Despite its tepid entertainment value, swordplay remains a crucial stress-release valve whenever the roof-hopping and mob-infiltration grow stale. The all-conquering counter-kill has been de-fanged, with armored or more agile foes able to block it or retaliate in kind, and there’s an eyewatering new selection of scripted finishing moves, throws and disarms. Fighting is still a grind, though, when you’re surrounded by multiple specimens of one enemy type, and the grander battles that attend on the presence of ready-for-hire mercenaries and thieves are a confusing mash-fest, the AI getting its wires somewhat crossed in the press of bodies.
The option to buy new weapons and armor lends spice to the proceedings, but the effects are rarely more than visual and statistical: a mace handles much like a sword, and a stiletto much like a run-of-the-mill dagger.

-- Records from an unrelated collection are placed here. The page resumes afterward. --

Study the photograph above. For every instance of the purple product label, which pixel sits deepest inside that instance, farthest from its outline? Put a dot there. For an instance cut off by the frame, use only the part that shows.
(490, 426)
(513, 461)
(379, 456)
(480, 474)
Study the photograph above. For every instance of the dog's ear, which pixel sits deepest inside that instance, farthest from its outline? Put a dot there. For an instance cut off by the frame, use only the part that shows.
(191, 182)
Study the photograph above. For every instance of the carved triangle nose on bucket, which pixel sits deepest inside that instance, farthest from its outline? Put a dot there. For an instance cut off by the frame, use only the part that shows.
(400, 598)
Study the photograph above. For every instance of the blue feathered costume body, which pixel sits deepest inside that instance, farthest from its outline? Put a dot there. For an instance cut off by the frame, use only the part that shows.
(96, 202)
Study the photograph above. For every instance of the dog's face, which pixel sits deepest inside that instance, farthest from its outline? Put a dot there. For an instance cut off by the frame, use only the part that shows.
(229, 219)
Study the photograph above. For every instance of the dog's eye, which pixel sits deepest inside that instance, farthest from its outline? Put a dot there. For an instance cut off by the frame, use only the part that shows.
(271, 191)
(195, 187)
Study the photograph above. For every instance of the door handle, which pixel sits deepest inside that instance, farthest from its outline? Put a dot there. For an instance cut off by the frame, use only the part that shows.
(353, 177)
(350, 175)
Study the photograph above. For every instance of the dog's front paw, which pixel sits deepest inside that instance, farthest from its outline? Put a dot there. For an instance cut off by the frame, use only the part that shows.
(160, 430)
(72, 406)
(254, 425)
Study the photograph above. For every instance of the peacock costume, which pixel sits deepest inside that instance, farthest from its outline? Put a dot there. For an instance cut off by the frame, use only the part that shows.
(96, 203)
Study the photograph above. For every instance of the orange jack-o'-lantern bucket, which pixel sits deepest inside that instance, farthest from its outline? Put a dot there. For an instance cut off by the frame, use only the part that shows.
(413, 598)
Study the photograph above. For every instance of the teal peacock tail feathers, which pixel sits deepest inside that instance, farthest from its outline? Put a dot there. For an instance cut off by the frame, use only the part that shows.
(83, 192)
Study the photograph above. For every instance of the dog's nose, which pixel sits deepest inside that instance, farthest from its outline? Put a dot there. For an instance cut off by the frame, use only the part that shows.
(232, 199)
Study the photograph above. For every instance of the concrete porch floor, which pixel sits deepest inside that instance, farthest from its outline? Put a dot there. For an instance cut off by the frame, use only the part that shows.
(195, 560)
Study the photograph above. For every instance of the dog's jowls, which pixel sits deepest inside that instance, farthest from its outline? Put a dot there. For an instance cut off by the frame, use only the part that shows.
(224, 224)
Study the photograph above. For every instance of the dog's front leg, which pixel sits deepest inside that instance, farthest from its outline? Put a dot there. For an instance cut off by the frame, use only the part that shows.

Similar things might be said of the in-game economy at large, which centres on an upgradeable villa and township Ezio takes possession of after his family’s escape from Florence.
Oil paintings of your victims deck the villa’s halls, together with any passable facsimiles of real-life artworks you might have purchased in your travels. The town is chock-a-block with dilapidated businesses like brothels and blacksmiths, revived with a cash injection or two, and you can lease properties to swell the population.
It’s a good laugh for half an hour, redolent of the lightweight sim-management games which find a ready following on Facebook, but almost completely peripheral, and no competition in any case for the personality-crammed house-keeping antics of Fable II. It’s hard not to wish the developer had given the requisite time and energy over to greater mission depth and variety: this is, or should be, a game about assassination, not treating the local bank to a new coat of paint.
However tighter its act, however convincingly it integrates player-imposed logic with a pulsing, subversively organic 15th century milieu, Assassin’s Creed 2 feels a little vacant. The second game in the series is palpably its best, but it trades too heavily on prior successes and introduces comparatively little of actual worth. Despite the poise and purposefulness of the core mechanics, it’s an experiment, tending very noticeably towards a sequel – a sequel in which Ubisoft Montreal can once again sweep out the dross, hone the worthwhile bits and, just perhaps, finally deliver the utterly remarkable experience we were promised back in 2007.